CIT 590/591 Assignment 3: License Plate Lookup
Fall 2012, David Matuszek

Purposes of this assignment

Backstory

The city of Pseudopolis has had a rash of hit-and-run accidents. Most recently, an 8-year old girl was hit, and is currently in intensive care; the driver fled the scene in a dark-colored car of unknown make. There was one witness, who got a glimpse of the license plate of the car. The police would very much like your assistance in helping to catch the driver, in this and in similar cases.

The problem the police have is that witnesses are not very good at reading or remembering license plate numbers. Sometimes they misread letters as digits, or vice versa. Sometimes they remember too many letters or digits, and sometimes remember too few. Sometimes they just get a letter or digit wrong.

The police cannot check every car in the city, but if they have a relatively small number of possible cars, they can check those. (Checking a car involves sending an officer out to find the car and look at it for possible collision damage.) Your job is to find those license plate numbers that most closely resemble the number reported by a witness.

General idea of the assignment

A spell checker reads your document and compares the words in it to a dictionary. If it doesn't find a word in the dictionary, it suggests a replacement word (typically, more than one).

In this assignment you will write a program that uses, not a dictionary of words, but a list of license plate numbers. Your checker will return the license plates that best match a given (possibly incorrect) license plate.

You will use a random number generator to create the list of "actual" license plate numbers. Numbers to be searched for will be entered by the user.

Details

A license plate in Pseudopolis consists of two capital letters followed by three digits, for example, AB123. All entries in the list of known Pseudopolis license plate numbers will be of this form. Since we don't have "real" data, you will use a random number generator to create this "database" of license plate numbers.

Your program needs to find license plate numbers that are "most similar" to a given number. There is no single, obvious measure of similarity. Here are the rules that the chief of police wants you to follow in deciding how different two numbers are from each other:

You should thoroughly test all functions with unittest. Please follow the sequence recommended in class. That is, write the test functions first, along with stubs; then run the tests; then start filling in the stubs with the actual code, testing frequently. I can't watch over your shoulder to make sure you do things this way, but please give it a try.

Functions

Write (at least) the following functions:

def generate_license_plate_numbers(size)
Creates and returns a list of size random license plate numbers (see below). Make sure that the list does not contain duplicate license plate numbers.
def create_database_from_list(list_of_licenses)
Creates a "database" of license plates numbers. Actually, all it really does is make a copy of the list that is given to it, and returns this copy. This is so that you can set up a "fake" database, containing known license plate numbers, for testing purposes.
def make_simple_corrections(license)
Makes simple corrections to the license plate number that is given to it, and returns the corrected license plate number.
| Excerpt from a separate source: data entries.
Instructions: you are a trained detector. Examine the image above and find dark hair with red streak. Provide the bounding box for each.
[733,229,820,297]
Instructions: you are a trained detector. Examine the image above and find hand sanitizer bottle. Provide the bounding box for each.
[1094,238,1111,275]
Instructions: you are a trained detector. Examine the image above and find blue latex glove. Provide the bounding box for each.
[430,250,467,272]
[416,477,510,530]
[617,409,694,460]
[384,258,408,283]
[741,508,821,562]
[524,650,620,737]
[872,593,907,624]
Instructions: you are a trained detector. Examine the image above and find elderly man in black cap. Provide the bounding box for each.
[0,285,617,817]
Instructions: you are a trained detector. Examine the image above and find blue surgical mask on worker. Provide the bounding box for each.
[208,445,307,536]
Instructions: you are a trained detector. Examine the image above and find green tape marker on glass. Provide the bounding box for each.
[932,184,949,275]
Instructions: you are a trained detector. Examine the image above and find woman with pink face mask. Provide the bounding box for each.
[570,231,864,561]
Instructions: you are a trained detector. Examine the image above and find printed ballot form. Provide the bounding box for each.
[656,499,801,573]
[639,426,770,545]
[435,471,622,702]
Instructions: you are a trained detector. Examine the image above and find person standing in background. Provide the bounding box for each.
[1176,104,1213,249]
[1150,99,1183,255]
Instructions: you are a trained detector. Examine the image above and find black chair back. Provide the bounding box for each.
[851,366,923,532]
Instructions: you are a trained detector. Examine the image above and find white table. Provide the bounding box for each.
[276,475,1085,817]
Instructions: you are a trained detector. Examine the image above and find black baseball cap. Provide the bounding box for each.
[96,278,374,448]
Here are the corrections to be made:
def change_digits_to_letters(license)
If digits occurs where there should be letters in the license plate number, they are converted to the most similar letters: 1I, 2Z, 3B, 4A, 5S, 6G, 7T, 8B, 9P, 0O.
def change_letters_to_digits(license)
If letters occurs where there should be digits in the license plate number, they are converted to the most similar digits: A4, B8, C0, D0, G6, I1, O0, Q0, S5, T7, Z2. Letters not specified in this list are left unchanged.
def has_exact_match(license, database)
Returns True if and only if the database (a list of license plate numbers) contains exactly the license plate number given. (Note: This is a one-line function.) If the license parameter needed some simple corrections, they have already been applied, and an exact match is still possible.
def count_nonmatching_characters(string_1, string_2)
Returns the number of characters that are different in the two strings. The two strings should already have been adjusted to be the same length (use assert to make sure this is the case), so you need only compare characters in the same positions.
def count_differences(license_from_user, license_from_database)
Returns the number of differences (as defined by the chief of police) in the two license plate numbers, starting with adjusting for length and applying simple corrections, as detailed above. This is the function that computes the complete number of differences, start to finish. The Simple corrections have already been applied to the license_from_user, and don't add to the count. The license_from_user may be as short as four characters or as long as six characters. The license_from_database is, of course, the correct length.
def find_best_matches(license, database, max_differences)
Searches the dictionary and returns a list of lists. The first sublist contains those license plate numbers that exactly match the given license; this sublist should be either empty or contain exactly one element, license. The second sublist contains those license plate numbers that differ by 1 from license; the third sublist, those that differ by two; and so on, up to and including those that differ by max_differences. This function should, of course, use the count_differences function.
def answer_yes_or_no(question)
Get a response from the user, using the question as a prompt. If the response begins with a 'y' or 'Y' (after removing spaces), return True; if it begins with an 'n' or 'N', return False; otherwise print Please answer with 'yes' or 'no.' and recursively call the function. (This is a generally useful function that you can use in other programs.)
def main()
Uses generate_license_plate_numbers to create a random dictionary of 10000 license plate numbers, then repeatedly gets a license plate number from the user and searches the database for the best match or matches. Given a possibly incorrect license plate number, as reported by a witness, your program should: After each result is printed, ask the user if he/she wants to enter another license plate number; if not, print "Done" and quit.
Please put the following at the end of your program:
 if __name__ == '__main__':
    main()
This says:
  1. If this file is loaded directly into the REPL, the function main() will be called automatically.
  2. If this file is used by another file (such as the unit test file), the function main() will not be called automatically.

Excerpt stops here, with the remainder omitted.